Supporting Mods and Performance Expectations
To get the most from the TD05H-20G, consider upgrading the intercooler to a bar-and-plate unit with at least 3-inch core thickness. A larger radiator and oil cooler are also wise, especially if tracking the car. The TD05H-20G on a K24 platform can produce 350-450 whp depending on boost level and camshaft choice. With a K20A2 head and Type-S cams, expect around 350 whp at 18 psi. With K24 bottom end and aggressive cams, over 400 whp is achievable. The turbo spools relatively well for its size — full boost by 3800-4200 RPM on a 2.4L engine, making it a strong street turbo. However, boost threshold is higher on a 2.0L K20, around 4500 RPM. Use a proper boost controller, either electronic or mechanical, to dial in your desired boost curve.
Common Mistakes to Avoid
- Inadequate oil drainage: Using too small a drain line or a kinked hose will blow oil seals. Always use -10AN or larger.
- Over-tightening hardware: Stripping threads in the aluminum manifold or turbo is common. Use a torque wrench.
- Skipping the restrictor: Delivering full oil pressure to a journal bearing turbo can cause smoke at idle. Install a 0.040-0.060 restrictor.
- Ignoring heat management: Unshielded oil and coolant lines near the turbine can boil or degrade. Wrap lines or use heat shield.
- Using cheap couplers and T-bolt clamps: Boost leaks waste performance. Invest in quality silicone hoses and constant tension clamps.

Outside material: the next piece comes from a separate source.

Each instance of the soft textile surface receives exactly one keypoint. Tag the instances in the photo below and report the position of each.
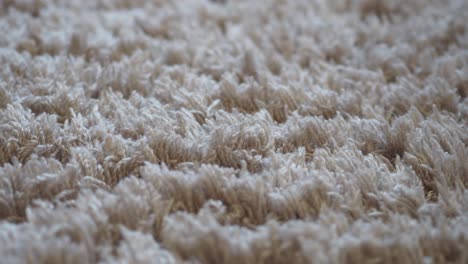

External Resources for Further Reading
For additional details on the Mitsubishi TD05H-20G turbo specifications, refer to the manufacturer’s page: BorgWarner Turbo Technical Specs (formerly Mitsubishi Heavy Industries). For K-series specific turbo installation guides, see the K20A.org forum discussion on TD05H-20G builds. For tuning advice, consult Hondata’s Turbo Tuning Basics.
Final Thoughts
Installing the Mitsubishi TD05H-20G on a K-series engine is a proven path to reliable mid-range horsepower. By following proper installation procedures, using quality components, and investing in professional tuning, you can achieve a powerful and durable setup. Remember that every detail — from torque specs to line routing — matters. Take your time, double-check your work, and enjoy the added performance of your turbocharged K-series.